Sozialtherapie

Die Idee der Lebenspraxis für Menschen mit Hilfebedarf

Was steckt eigentlich hinter der Idee einer sozialtherapeutischen Gemeinschaft? – Die Idee der Lebenspraxis. Eine Wissenschaft, die man nicht in einer Schule oder Universität erlernen kann, sondern nur durch das Leben selbst. Und wo soll das besser funktionieren, als in einer Gemeinschaft? Wo man zusammen lebt, arbeitet, feiert, sich künstlerisch betätigt und eine gemeinsame Aufgabe hat? Ständig macht man etwas, es entstehen Beziehungen – zu anderen Menschen, zu Tieren, zu Pflanzen. Jede Aktion erzeugt eine Reaktion, die betrachtet, reflektiert, kommuniziert, beurteilt und korrigiert wird – von einem selbst und den anderen. Und darüber entsteht ein Austausch, eine gemeinsame Lebenspraxis.
Dazu gehört auch, dass man sich verabredet und dem Zusammenleben eine Form gibt. Wir haben für unsere Gemeinschaft ein Leitbild erarbeitet, das beschreibt, was uns wichtig ist. Natürlich müssen auch Leitbilder immer wieder überdacht werden, weil das Leben sich ständig verändert. Rudolf Steiner sagte, ‚dass jede Sozialstruktur nach einer gewissen Zeit überholt ist, dann muss etwas Neues kommen‘. Veränderungen sind also wichtig! Für Stütensen war und ist immer die oberste Maxime, dass der Mensch im Mittelpunkt steht. Der einzelne Mensch, nicht die Gemeinschaft. Der Einzelne und die Einzigartigkeit seiner Individualität, die Einzigartigkeit seiner Persönlichkeit.
Die höchste Kunst in der Lebenspraxis ist es, den eigenen Weg zu finden: Wo will ich hin, was möchte ich auf der Erde bewirken? Diesen Weg zu begleiten, ist ständiger Auftrag eines jeden Betreuers, Freundes, der Eltern und eben des Sozialtherapeuten. Dass der Einzelne seinen Intentionen und seinen Wünschen selbstbestimmt folgen kann, egal, ob kleine oder große Ideen. Dieses Wechselspiel zwischen der Gemeinschaft und des einzelnen Menschen Person ist im Grunde der spannende Vorgang, den die Lebenspraxis ausmacht.

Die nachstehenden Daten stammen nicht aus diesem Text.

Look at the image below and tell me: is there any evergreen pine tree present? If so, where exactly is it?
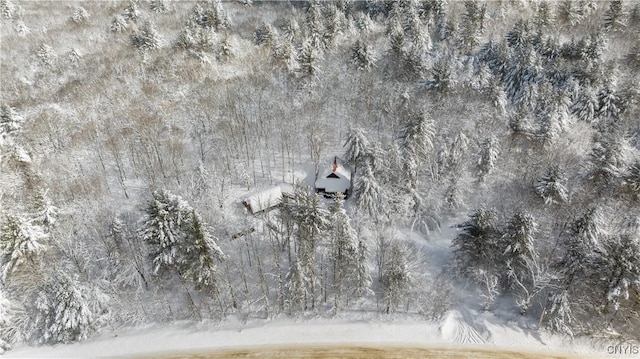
[353,163,384,221]
[36,44,56,67]
[184,209,225,291]
[400,113,435,189]
[571,86,598,123]
[460,0,486,52]
[140,190,224,290]
[329,193,360,310]
[604,230,640,312]
[351,40,376,71]
[109,14,129,32]
[382,240,414,314]
[253,22,278,46]
[501,212,538,290]
[0,215,49,282]
[343,126,372,171]
[122,0,142,22]
[149,0,169,14]
[624,161,640,200]
[286,259,309,314]
[535,1,553,29]
[71,6,89,24]
[298,40,320,79]
[543,290,574,337]
[0,0,17,20]
[587,130,629,189]
[0,284,17,354]
[33,274,108,344]
[0,104,24,148]
[604,0,627,30]
[451,208,500,276]
[477,136,500,182]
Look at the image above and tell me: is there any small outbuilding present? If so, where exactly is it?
[242,186,282,214]
[315,157,351,197]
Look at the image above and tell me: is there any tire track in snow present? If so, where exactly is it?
[440,309,491,344]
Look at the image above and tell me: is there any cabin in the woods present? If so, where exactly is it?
[242,186,282,214]
[316,157,351,197]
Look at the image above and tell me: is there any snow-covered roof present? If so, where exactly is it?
[316,157,351,193]
[242,186,282,214]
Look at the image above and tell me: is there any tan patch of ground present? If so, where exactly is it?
[135,345,600,359]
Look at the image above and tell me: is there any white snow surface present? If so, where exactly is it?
[4,316,608,358]
[0,217,616,358]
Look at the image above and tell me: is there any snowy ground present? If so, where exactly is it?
[5,211,620,358]
[5,311,616,358]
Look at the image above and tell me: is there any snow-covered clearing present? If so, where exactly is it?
[6,220,624,358]
[6,311,612,358]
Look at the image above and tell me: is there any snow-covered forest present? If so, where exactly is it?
[0,0,640,351]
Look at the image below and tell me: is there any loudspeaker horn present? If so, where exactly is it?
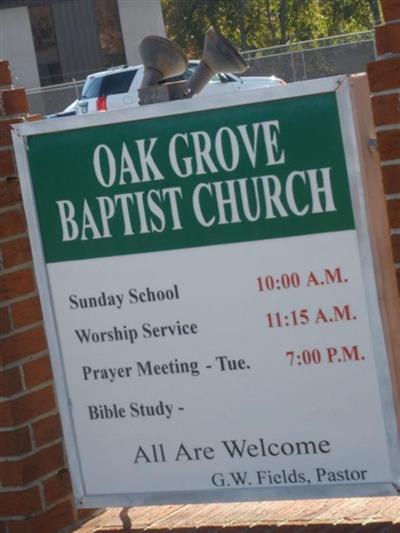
[188,26,248,94]
[139,35,188,88]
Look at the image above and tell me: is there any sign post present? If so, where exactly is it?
[14,72,399,506]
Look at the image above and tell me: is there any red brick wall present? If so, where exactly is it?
[368,0,400,290]
[0,60,95,533]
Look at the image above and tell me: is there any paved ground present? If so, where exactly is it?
[76,497,400,533]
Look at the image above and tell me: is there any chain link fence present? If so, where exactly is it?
[242,32,376,82]
[27,31,376,115]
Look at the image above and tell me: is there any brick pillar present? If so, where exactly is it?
[0,60,96,533]
[367,0,400,291]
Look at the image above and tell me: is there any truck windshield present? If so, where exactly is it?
[81,70,137,98]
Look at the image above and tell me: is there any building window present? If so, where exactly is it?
[29,5,63,85]
[95,0,126,68]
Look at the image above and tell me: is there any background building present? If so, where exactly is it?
[0,0,165,89]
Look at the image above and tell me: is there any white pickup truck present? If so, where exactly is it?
[76,61,285,115]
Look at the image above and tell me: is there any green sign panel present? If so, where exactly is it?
[29,93,354,262]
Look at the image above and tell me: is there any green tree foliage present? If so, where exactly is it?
[161,0,381,57]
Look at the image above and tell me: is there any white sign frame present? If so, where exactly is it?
[13,77,400,507]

Der Rahmen der sozialtherapeutischen Arbeit

Der sozialtherapeutische Rahmen unserer Einrichtung wird hauptsächlich aus der Komplexität der Arbeitsfelder in einem geschlossenen landwirtschaftlichen Betrieb und der Gestaltung des Gemeinschaftslebens gegeben. Es ist eine wesentliche Aufgabe, Arbeitsmöglichkeiten für alle zu entwickeln. Menschen mit Behinderung sind oft nicht in der Lage, zusammenhängende Handlungsabläufe zu überschauen und zu vollziehen. Es spielt daher eine große Rolle, dass ein von ihnen anerkannter und geschätzter Mensch diesen Schritt mitbedenkt und gestaltet. An einem solchen Arbeitsplatz lernt jeder in der Gruppe mitarbeitender Mensch seinen Teil erfüllen. So wird Arbeit für ihn zugleich zum sozialen Ereignis.
Für den zu betreuenden Menschen ist ein entscheidender Schritt, Erwachsen zu werden. Das bedeutet vom Elternhaus wegzugehen und einen neuen Lebensbereich und eine berufliche Aufgabe zu erhalten. Dieser Schritt ist nur schwer zu vollziehen, da die Vorbilder und Möglichkeiten zur weiteren Lebensführung fehlen. In unserem sozialtherapeutischen Zusammenhang hat sich daher die Form der Lebensgemeinschaft herausgebildet, in der alle Bewohner, Mitbewohner so wie Mitarbeiter und Kinder, einen heilenden und inspirierenden Einfluss aufeinander ausüben und sich zu gegenseitiger Entwicklung verhelfen.